Sir: Your editorial (‘Sanction Schroder’, 21 May) laments that western sanctions may be harming ordinary Russians, given that they too ‘are victims of Vladimir Putin’s corruption and misrule’. Yet who if not the Russian people themselves are more culpable for the rise of Putin? The unpalatable fact that both he and his assault on Ukraine still enjoy such considerable popular domestic support cannot be put down merely to his iron grip on the levers of coercion and propaganda. For most of the last century the Russian people have allowed themselves to be misruled and oppressed by a succession of malevolent tyrants and despots. There comes a point when the people of a country have to take responsibility for their leaders. There are clearly many thousands of brave Russian dissenters and opponents of Putin’s regime, but not nearly enough. Meanwhile, the evidence suggests that the majority of ordinary Russians aren’t being frightened out of rising up against the regime, it’s just that they can see no good reason to do so, or else are turning a blind eye to its atrocities. This arguably makes them complicit.
Tanks for the offer
Sir: I can attest to the value that was available in the second-hand Soviet tank market in the early years after the fall of communism (‘Roll model’, 28 May). In 1990 I found myself drinking in a bar in the capital of an ex-Warsaw pact country with its new democratically elected defence minister. He bemoaned the fact that so much of his scant budget was being spent on maintaining tanks that were no longer needed. I told him that I was sure that collectors in western Europe and the US would love to buy them. He warmed to the idea and offered me the first sale for £200. As the evening wore on, the price fell to £37.50 each for a squadron of ten T-55 tanks. Sadly, the historic deal foundered on the issue of delivery to Northamptonshire and the inability of his ministry to accept payment by Barclaycard.
See it, don’t say it
Sir: Simon Hoggart’s Law of the Inane Converse should be applied to all announcements (‘Voice of concern’, 21 May). It states that if the converse of an announcement is inane, the announcement is superfluous. For instance ‘See if you can break your leg between the train and the platform and spend a month on crutches’ and ‘If you see a suspicious-looking bag, try opening it and see if it explodes’. The only announcement necessary is ‘Next stop station-name’, and ‘This is station-name’.
Bringer of blues
Sir: Geoff Dyer is being very naughty when he asserts, like a prophet who brooks no doubt, that nobody has done more to put British people off the blues than Eric Clapton (Jazz, 28 May). The most obvious riposte would be to point out that during his years as the principal guitarist in the Yardbirds, John Mayall’s Bluesbreakers and Cream, he helped introduce the music of the Mississippi delta to tens of thousands of listeners on this side of the Atlantic.
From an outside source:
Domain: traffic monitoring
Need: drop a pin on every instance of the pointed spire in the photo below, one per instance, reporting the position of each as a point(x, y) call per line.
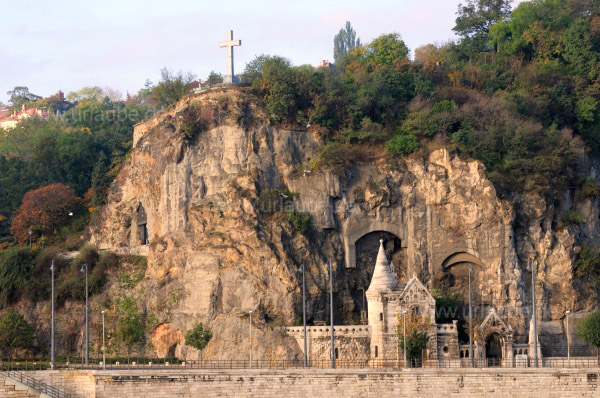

In doing so he won the gratitude of countless black American musicians, led by his collaborator B.B. King, no less, whose ears are certainly sharper than Dyer’s.
Mr Dyer has made no secret of his admiration for John Coltrane. Now may be a good time to return to that saxophonist, whose frightful honking did more than anybody to put the British off modern jazz.
Sir: Michael Simmons’s ‘Notes on bowls’ (21 May) stated that crown green bowling is ‘less refined’ than the flat green game. Clearly he does not play the former, which has many players and supporters. Every crown green is unique in its shape and size, which greatly affects the performance of the bowls and offers the home side a considerable advantage. Flat greens vary less. The other main difference is crown green players can bowl anywhere on the green, and crossing other players’ lines is normal. This requires more concentration, and the varying shape of the crown allows for crafty tactics. On flat greens, the bowling is more predictable. It is telling that those who try both types find the crown green game harder to master than the flat. I would just add that those with a mobility or sight impairment are welcomed with an approved wheelchair or vision aid.
Sir: In her review of Benediction (21 May), Deborah Ross states that Sassoon was the only war poet to survive. She overlooks Edmund Blunden, who miraculously survived both the Somme and Passchendaele and was awarded the MC for ‘conspicuous gallantry in action’. His pastoral prose was as poetic as his verse (see notably Undertones of War and Cricket Country). In 1966 he was elected professor of poetry at Oxford. He died in 1974 at Long Melford, where his friend Sassoon had provided him with a house.
Magdalene College, Cambridge
Sir: James Forsyth laments the government’s lack of a domestic agenda (‘Now for the hard bit’, 28 May). But most people would probably be happy if it had no specific agenda, except in strange times like Brexit, other than to increase our combined health, wealth and happiness. Simples?